For co-founder breakups pre-product market fit, YC guidelines suggest a token equity amount (0.5% - 2%) for those leaving before the one-year cliff. After the cliff but before product market fit, a departing founder should retain no more than 5% of the company. This ensures remaining founders and new hires can be adequately incentivized to drive the company forward. Severance is reasonable for fired founders (one to three months) but not typically for those who leave voluntarily. All departing founders should resign from the board, sign a release, and grant proxy voting rights to remaining founders.
The common flawed reasoning for disproportionate equity splits often stems from short-term thinking. "My co-founder agreed" is insufficient; the CEO must consider long-term motivation, especially during difficult times. The fallacy that the person with the original idea deserves more equity is incorrect; execution is paramount. A few months' head start doesn't justify a significant equity disparity. The same holds true for experience or for founders who come onboard after funding or launch: a tech startup is a long-term project and most of the work remains.

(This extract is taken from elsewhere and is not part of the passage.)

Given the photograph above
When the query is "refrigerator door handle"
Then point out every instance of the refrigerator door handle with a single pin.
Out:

Salary should be distinct from equity; salary is the means for survival, while equity is a motivator for high performance and potential below-market compensation. Avoid tying someone's compensation needs to equity allocation.

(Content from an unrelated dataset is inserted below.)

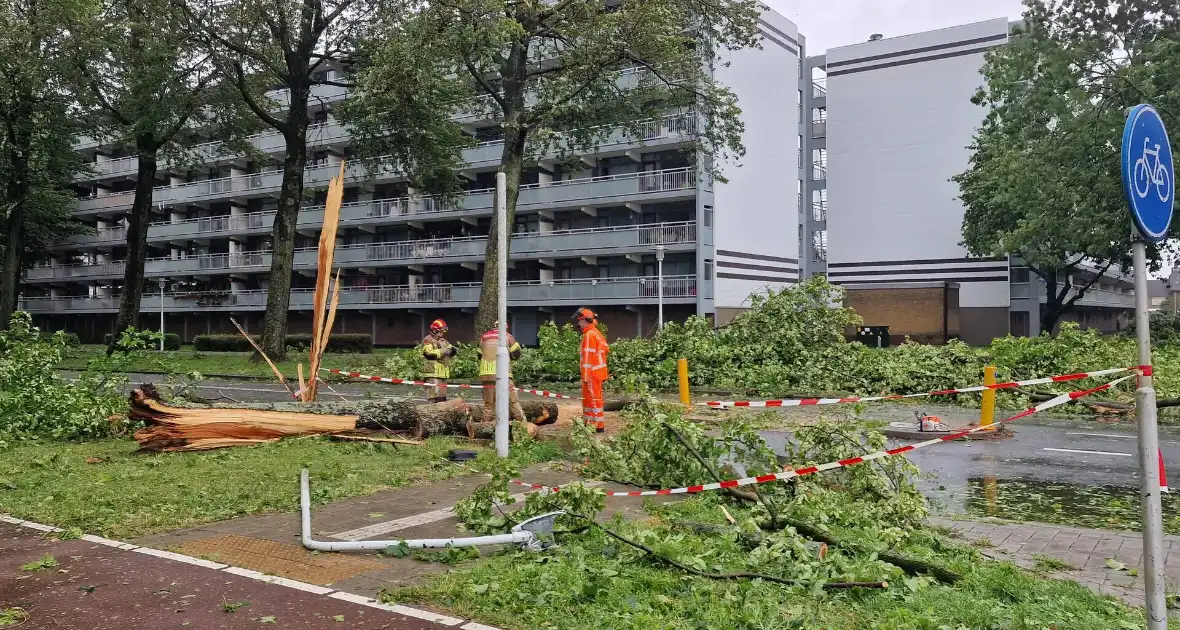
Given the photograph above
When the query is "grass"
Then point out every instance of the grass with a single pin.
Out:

Performance-based equity is generally discouraged because early goals are often fluid and subject to pivots. Innovation isn't needed in equity distribution; best practices exist for a reason. Part-time founders are rarely a good fit and shouldn't be considered in the co-founder equity equation. Dynamic equity agreements, with ever-changing terms, are overcomplicated and less motivating than a clear equity stake combined with vesting and cliffs.

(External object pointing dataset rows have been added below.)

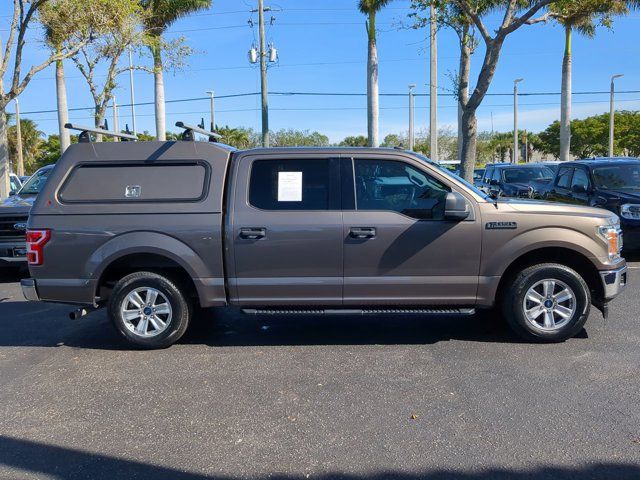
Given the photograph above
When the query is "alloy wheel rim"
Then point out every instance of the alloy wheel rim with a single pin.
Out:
(146, 312)
(549, 305)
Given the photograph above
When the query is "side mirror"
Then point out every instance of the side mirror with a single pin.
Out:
(579, 189)
(456, 207)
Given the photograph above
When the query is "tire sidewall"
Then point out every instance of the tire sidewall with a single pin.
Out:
(513, 303)
(181, 310)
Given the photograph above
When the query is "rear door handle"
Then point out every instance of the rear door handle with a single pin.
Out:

Even if one founder stays with the company longer and contributes more in the long run, generous initial equity splits are still crucial. Early co-founders provide essential initial energy and expertise that get the company off the ground. Without them, the company might never reach its full potential. Ultimately, co-founder equity is a tool for maximizing motivation and increasing the chances of building a successful product.